I know you can’t always get what you want, but it would be nice, wouldn’t it? I mean not to sound like a selfish or greedy way, but just in terms of me being happy. I wanna be happy for myself. I am, and I am going to even more. I figure out that the situation that I am in now, it’s not worth it anymore. It’s not making anything better or less. I just wanted to be free from that and not have any second thoughts. That is really how I kept changing my mind, I don’t want any regrets. I don’t want to hurt people, but I think in the end, I hurt the one person who meant the most to me. I just wish they understood but I can understand more that I don’t want to talk to me.

This past summer I have learned more about myself than ever before. In the situations and feelings that I have felt and been in, I realized how vulnerable I have become in wanting someone to want me. I believe some things that weren’t true and continue to let my heart be drown in pity. I can’t allow myself to do that, I gotta stand up for myself. It would be nice to find someone who appreicated me for me. Not for what I can do, just for being me. I think I have, just in matter of letting things progress.

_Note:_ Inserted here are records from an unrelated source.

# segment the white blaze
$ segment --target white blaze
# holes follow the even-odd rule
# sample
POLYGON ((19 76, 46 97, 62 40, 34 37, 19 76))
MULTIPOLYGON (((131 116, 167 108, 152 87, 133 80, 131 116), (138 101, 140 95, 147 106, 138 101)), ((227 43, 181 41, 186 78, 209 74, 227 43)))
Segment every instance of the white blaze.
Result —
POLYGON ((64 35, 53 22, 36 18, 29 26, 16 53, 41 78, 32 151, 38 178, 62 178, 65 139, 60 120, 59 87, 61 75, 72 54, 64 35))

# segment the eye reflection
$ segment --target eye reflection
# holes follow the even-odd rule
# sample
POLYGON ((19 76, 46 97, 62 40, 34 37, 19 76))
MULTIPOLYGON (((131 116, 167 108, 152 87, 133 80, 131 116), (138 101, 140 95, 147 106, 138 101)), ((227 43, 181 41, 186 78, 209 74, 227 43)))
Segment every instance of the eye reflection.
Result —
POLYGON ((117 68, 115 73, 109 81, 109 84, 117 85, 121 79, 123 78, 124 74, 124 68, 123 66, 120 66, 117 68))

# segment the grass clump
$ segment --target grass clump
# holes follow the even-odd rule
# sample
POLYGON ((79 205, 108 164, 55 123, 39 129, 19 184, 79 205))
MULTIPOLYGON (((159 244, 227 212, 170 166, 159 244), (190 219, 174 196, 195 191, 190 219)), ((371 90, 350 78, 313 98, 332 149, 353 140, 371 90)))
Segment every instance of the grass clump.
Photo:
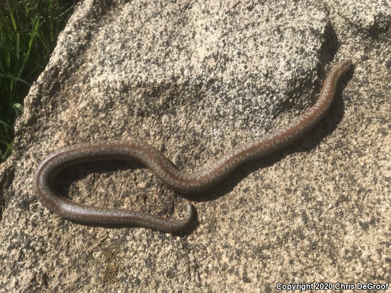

School starts next week, I have been having dreams of missing school and what not, I’m quite scared. It’s def going to be a new change and hopefully a good one as well. I know it’s going to be good for me and I’m hoping I can do my best, I am actually looking forward to it. I know it will be good and I hope to meet lots of people. Someone once told me you can’t lose hope, otherwise you lose life and every good thing about it. I guess that can be true, I just know I can’t give up just yet. I’m not one that quits but then I am one that suffers into getting what she wants, even if in the end, she doesn’t.

Life is an obstacles of constant challenges and able to achieve them all shows your real character and your true self.